En segundo lugar, creo que allí donde vayamos lo ideal es salir transformadas/os, ser mejores personas, más sabias, más calmadas, más empoderadas. Si termino una relación con un sentimiento de dolor de mí misma (un dolor distinto al luto), algo ha ocurrido ahí. De nosotras/os depende permitir que se queden las personas que nos ayudan, que nos permiten despegar, y echar el freno a quienes nos dañen las alas, y mucho más si nos las cortan. La escuela de la vida está llena de aulas, desde personas, momentos, relaciones… Las relaciones son una estupenda oportunidad de avanzar para convertirnos en las personas que realmente queremos, que realmente somos. Y lograr esa responsabilidad consciente nos permite llenarnos de un amor sano y real, primero a nosotras/os mismas/os, que se terminará multiplicando y convirtiéndose en amor para regalar al resto, respetando su sentir.

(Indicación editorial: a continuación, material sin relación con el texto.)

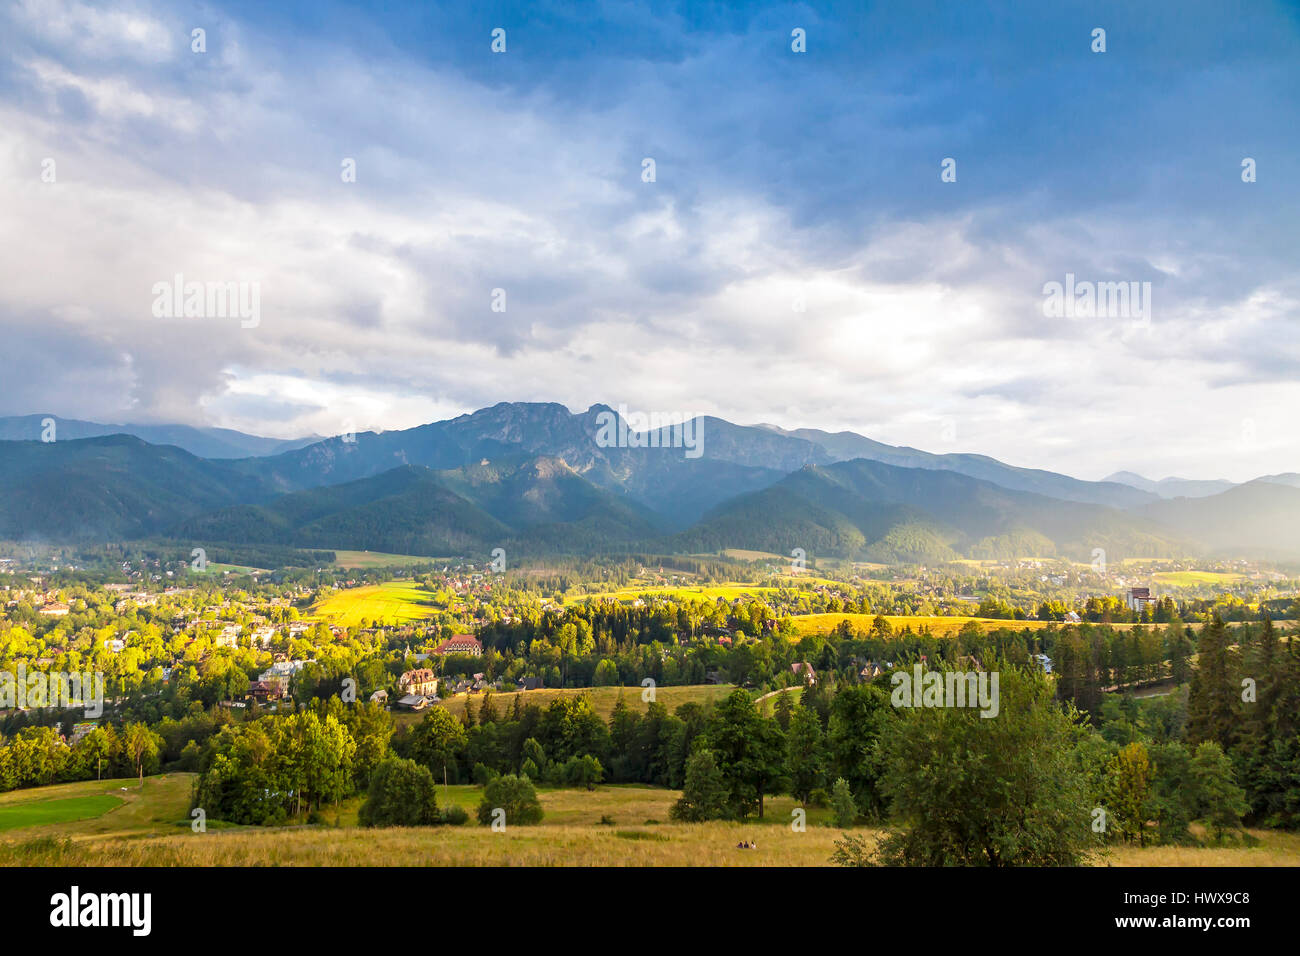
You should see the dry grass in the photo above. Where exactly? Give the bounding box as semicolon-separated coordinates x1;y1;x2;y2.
3;773;1299;867
787;613;1053;638
419;684;735;724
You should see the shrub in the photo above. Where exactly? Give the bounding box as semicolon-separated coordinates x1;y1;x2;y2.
562;754;604;790
476;773;544;826
358;757;439;827
441;804;469;826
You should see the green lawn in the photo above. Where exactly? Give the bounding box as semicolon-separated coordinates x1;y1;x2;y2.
0;793;123;831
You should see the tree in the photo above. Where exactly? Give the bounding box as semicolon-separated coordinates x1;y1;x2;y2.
1149;742;1196;846
1187;615;1237;749
476;773;543;826
562;754;604;790
827;683;892;817
121;723;161;785
358;757;439;827
1191;742;1250;844
670;750;729;822
593;659;620;686
406;707;468;784
1107;741;1153;846
538;696;609;764
773;692;794;732
830;777;856;828
785;704;827;804
870;667;1095;866
705;689;785;819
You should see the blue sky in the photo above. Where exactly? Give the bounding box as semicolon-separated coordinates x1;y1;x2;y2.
1;0;1298;481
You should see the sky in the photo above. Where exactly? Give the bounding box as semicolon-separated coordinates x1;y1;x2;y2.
1;0;1298;483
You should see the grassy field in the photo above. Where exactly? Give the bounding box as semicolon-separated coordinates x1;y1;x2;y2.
0;775;192;839
332;550;451;570
1152;570;1249;587
308;579;440;627
0;793;123;831
403;684;736;726
207;563;267;575
2;773;1299;867
787;613;1054;637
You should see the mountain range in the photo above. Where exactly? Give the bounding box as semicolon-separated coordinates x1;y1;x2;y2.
1;402;1297;562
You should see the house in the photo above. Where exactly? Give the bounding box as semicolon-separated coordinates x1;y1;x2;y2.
247;680;281;704
396;694;431;711
517;677;543;691
792;662;817;686
69;721;98;744
398;668;439;696
431;634;483;657
258;659;310;695
1126;587;1155;614
369;690;388;705
39;602;70;617
859;661;884;680
1064;611;1082;624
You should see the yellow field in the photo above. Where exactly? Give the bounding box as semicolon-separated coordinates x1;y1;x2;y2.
787;613;1054;637
308;580;439;627
405;684;736;726
1153;571;1249;587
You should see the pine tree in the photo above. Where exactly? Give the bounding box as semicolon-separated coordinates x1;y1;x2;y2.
773;691;794;732
830;777;857;828
1187;614;1237;749
785;704;827;804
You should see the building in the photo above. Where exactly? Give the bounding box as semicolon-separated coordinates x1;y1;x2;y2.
39;602;70;617
431;634;483;657
791;662;817;686
398;668;439;696
1126;587;1155;614
247;680;281;703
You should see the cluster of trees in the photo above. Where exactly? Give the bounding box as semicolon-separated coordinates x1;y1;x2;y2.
192;701;391;825
0;722;162;792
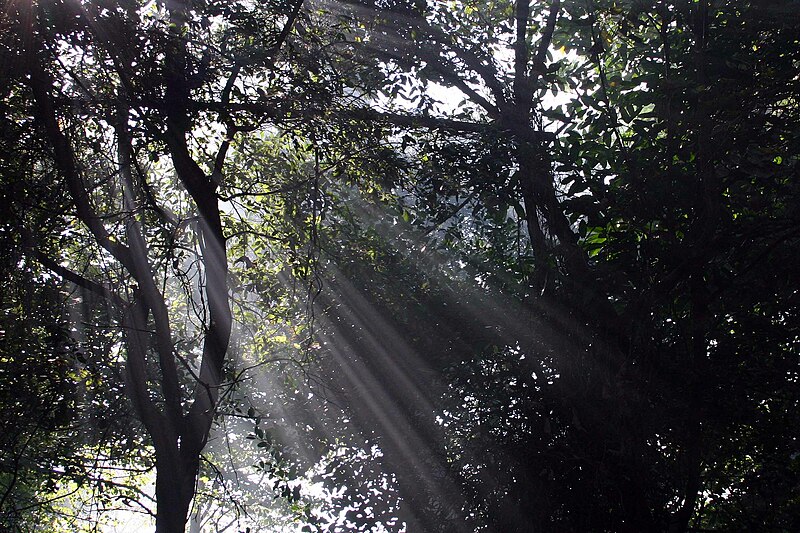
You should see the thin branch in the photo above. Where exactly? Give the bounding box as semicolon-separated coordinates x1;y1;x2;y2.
424;189;480;236
218;176;314;201
131;155;180;228
342;107;555;142
409;19;508;109
25;48;136;276
26;244;126;308
370;44;501;117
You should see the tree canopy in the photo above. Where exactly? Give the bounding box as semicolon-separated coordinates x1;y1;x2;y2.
1;0;799;531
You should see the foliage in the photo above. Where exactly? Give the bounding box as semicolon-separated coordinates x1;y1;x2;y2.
1;0;799;532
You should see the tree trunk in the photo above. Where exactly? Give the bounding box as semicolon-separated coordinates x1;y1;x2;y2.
155;452;200;533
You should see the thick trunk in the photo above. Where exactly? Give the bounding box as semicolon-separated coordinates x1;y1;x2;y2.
155;453;200;533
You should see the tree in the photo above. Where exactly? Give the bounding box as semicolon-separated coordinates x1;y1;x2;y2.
1;0;311;530
2;0;799;531
291;0;800;530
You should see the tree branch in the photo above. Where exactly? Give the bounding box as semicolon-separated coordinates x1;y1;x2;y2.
535;0;561;66
162;0;233;455
411;19;508;109
25;49;137;276
340;107;555;142
117;102;184;434
514;0;532;113
121;299;168;445
272;0;304;54
26;247;126;308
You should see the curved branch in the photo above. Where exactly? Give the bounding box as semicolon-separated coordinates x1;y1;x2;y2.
26;246;127;308
26;52;136;276
117;103;184;433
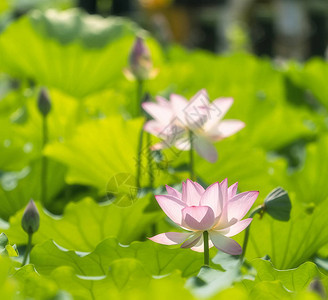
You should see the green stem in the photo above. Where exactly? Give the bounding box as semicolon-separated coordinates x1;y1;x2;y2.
240;205;264;262
40;116;48;205
136;79;143;117
147;132;157;235
203;231;210;266
21;233;33;266
151;223;157;237
146;133;154;189
189;131;195;180
136;125;144;190
135;79;145;188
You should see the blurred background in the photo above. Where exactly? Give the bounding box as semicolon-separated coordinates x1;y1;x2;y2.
2;0;328;283
2;0;328;60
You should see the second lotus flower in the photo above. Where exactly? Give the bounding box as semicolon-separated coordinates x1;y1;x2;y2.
149;179;259;255
142;89;245;163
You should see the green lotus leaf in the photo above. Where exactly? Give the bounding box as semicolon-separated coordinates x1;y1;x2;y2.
30;238;203;278
242;197;328;269
2;197;161;252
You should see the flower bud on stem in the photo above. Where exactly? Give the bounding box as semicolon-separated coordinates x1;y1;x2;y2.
21;200;39;266
38;88;51;205
37;88;51;117
124;36;157;84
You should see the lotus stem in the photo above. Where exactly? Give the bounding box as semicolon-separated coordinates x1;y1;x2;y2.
146;133;154;189
40;115;48;205
240;205;264;262
136;125;144;190
203;231;210;266
21;232;33;266
136;79;143;117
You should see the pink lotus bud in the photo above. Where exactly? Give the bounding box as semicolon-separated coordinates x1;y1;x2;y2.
309;278;326;299
125;36;154;81
21;200;40;234
38;88;51;117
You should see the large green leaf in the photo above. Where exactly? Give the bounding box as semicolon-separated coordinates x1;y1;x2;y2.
44;117;143;192
48;264;194;300
0;88;82;171
13;259;147;300
287;58;328;110
30;238;202;277
0;1;9;13
2;197;161;251
214;260;327;299
0;255;17;298
0;9;152;97
285;136;328;204
188;252;241;298
0;88;94;217
242;198;328;269
243;259;328;299
0;158;66;220
195;140;285;197
0;105;36;171
252;259;324;292
45;116;180;193
12;264;60;299
13;261;193;300
248;281;292;299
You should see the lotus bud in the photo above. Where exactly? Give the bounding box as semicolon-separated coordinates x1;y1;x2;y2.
21;199;40;234
124;36;157;81
308;278;326;299
38;88;51;117
264;187;291;221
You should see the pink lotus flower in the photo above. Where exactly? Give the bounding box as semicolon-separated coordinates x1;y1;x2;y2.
149;179;258;255
142;89;244;163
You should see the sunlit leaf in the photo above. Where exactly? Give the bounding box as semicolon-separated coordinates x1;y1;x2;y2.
0;9;163;98
49;264;193;300
0;159;66;219
30;238;203;277
0;255;17;298
45;116;180;193
252;259;324;292
188;252;241;298
13;264;59;299
243;198;328;269
285;136;328;204
2;197;161;251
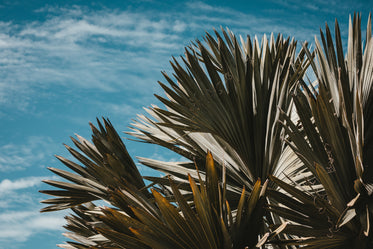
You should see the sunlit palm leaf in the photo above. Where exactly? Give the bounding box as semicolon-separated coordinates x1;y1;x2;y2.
129;29;307;197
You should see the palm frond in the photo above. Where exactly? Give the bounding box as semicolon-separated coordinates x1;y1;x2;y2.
129;29;308;197
40;118;146;212
270;13;373;248
96;152;268;249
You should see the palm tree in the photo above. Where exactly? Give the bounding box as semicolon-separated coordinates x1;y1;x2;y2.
41;13;372;248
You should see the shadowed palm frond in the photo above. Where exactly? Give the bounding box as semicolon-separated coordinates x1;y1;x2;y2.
95;152;269;249
57;203;117;249
269;13;373;249
45;146;270;248
40;118;147;212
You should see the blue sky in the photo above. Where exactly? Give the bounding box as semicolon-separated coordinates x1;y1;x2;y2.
0;0;370;248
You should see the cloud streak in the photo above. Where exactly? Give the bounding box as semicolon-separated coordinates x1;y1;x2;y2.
0;176;45;192
0;136;57;172
0;210;65;242
0;175;60;208
0;175;65;244
0;2;325;115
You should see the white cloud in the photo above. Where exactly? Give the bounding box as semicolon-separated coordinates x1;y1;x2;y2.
0;8;188;112
97;100;151;119
0;192;34;209
17;8;184;49
0;175;60;209
0;136;57;172
0;176;46;193
0;175;66;243
0;210;65;242
0;2;324;114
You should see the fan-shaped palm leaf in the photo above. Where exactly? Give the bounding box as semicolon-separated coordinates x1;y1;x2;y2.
128;29;307;197
268;13;373;249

Si todas las palabras están cargadas de emocionalidad, imaginaros qué puede tener el silencio, o el hecho de no nombrar algo… A veces lo que esconde es un conflicto sin resolver. Hablamos de que todo ocurra de manera natural, orgánica, y sí, está estupendamente… Pero hemos podido convivir con la naturaleza gracias a que hemos podido ponerle un nombre a cada ser vivo, o a cada proceso (que no justificamos aquí el control de los recursos, por el hecho de nombrarlos). Muchas veces vinculamos con personas, incluso cuando no somos conscientes de ello. Me crié en Alameda de la Sagra, hasta los veinte años que me fui a la capital. De ahí emigré a Santiago de Chile y volví a mi pueblo. Todas las personas con las que me cruzo día a día (incluso con aquellas que con frecuencia me preguntan de manera muy indiscreta que qué ha sido de mi vida, porque en realidad lo que buscan es a ver cómo me critican…), todas esas personas son mis vecinas y vecinos, quienes me aportaron muchas cualidades, sin ser consciente ninguna de las partes… Me regalaron mi sentimiento de pertenencia, que es parte de mi identidad y que aflora en cada lugar al que voy; me regalaron la solidaridad, que me ha permitido buscar un mundo mejor y más justo; me han ayudado a construir parte de mi identidad… Por eso les llamo vecinas y vecinos, porque tenemos un vínculo, una relación, y esa unión tiene un nombre, a través del cual establecemos límites y posibilidades, y crecemos juntas/os. Yo intento aportar a mi pueblo, lo mucho que me ha aportado él a mí.

En definitiva, en estos tiempos tan individualistas se hace profundamente necesario crear relaciones conscientes, nombrar sin miedo, y aprender de cada oportunidad que se presenta.